There are lots of moments you’ll want to capture with your camera during a Disney vacation. Here are our top ten tips for photography during your trip:

  1. Before leaving home, check the time and date stamp on your camera.  Whether you consult the time and date on a photo for scrapbook journaling or as a personal diary, you want it to be correct.
  2. Before your trip, decide to learn about one of the features of your camera other than the Auto setting.  Try Googling your make and model and, for example, the setting “Av” (which many cameras feature).  Or learn how to turn the ISO up so you can take some atmosphere photos at night without the flash.  (Just be sure you turn it back down again in daylight!).
  3. Stow an extra memory card or two in your park bag.  They take up next to no space and will be a life-saver if you run out of megabytes!
  4. Become a Disney Trip Photojournalist, if you aren’t one already.  Snap your family having their plane snacks, sitting on your Magical Express Bus, the number of your resort room, the menu at dinner, a display of plush Mickeys at a gift shop, or any other little detail that captures your fancy (at Disney, they are all around!).
  5. If you’re not taking advantage of your camera’s video capability, remember to capture some “moving moments.”
  6. Don’t forget that Photopass photographers will happily take your family photo with your own camera.  There is no fee for this friendly service.
  7. Sign up for Snapchat and have fun with Disney geofilters (location-based graphics that overlay automatically on your Snapchat photos).  There are new ones all the time for various Disney rides and attractions.

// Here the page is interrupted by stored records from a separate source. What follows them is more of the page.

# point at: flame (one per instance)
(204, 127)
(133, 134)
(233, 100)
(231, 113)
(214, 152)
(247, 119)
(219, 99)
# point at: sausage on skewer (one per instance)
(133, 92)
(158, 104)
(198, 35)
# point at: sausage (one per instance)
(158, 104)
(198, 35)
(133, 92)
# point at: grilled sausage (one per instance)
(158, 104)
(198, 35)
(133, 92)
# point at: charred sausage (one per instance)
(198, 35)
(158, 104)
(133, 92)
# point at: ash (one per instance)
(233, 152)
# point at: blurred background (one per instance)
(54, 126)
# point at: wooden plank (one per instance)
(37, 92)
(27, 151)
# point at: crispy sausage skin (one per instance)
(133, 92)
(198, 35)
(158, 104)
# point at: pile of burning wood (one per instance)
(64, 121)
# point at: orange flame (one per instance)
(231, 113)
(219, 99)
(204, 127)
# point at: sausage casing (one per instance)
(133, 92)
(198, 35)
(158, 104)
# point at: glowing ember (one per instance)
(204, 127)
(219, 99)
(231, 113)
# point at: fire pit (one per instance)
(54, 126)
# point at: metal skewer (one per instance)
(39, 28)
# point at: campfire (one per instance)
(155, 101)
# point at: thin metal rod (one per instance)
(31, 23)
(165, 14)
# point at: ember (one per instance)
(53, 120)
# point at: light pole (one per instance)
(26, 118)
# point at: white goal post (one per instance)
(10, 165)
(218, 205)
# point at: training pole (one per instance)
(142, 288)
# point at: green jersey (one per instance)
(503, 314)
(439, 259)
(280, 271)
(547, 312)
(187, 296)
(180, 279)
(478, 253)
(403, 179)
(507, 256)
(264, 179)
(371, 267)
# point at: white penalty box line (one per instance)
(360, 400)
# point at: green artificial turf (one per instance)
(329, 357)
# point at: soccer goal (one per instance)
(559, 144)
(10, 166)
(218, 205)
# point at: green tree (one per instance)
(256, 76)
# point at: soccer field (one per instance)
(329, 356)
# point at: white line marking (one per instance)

  8. Leave your selfie stick at home, if you have one.  Disney has banned them from its property.
  9. Turn off your flash on indoor attractions or “dark rides.”  But remember that turning up your ISO as high as it will go may allow you to get some fun shots indoors without flash.  The resulting photos might look a little grainy, but this will be more authentic looking than a washed-out burst of light (which Disney asks you to refrain from in any case!).
  10. Ask your server or an available cast member to take a photo of you with your group so that the photographer in the family won’t be the only one left out!

Where is your favorite spot to take a Disney photo?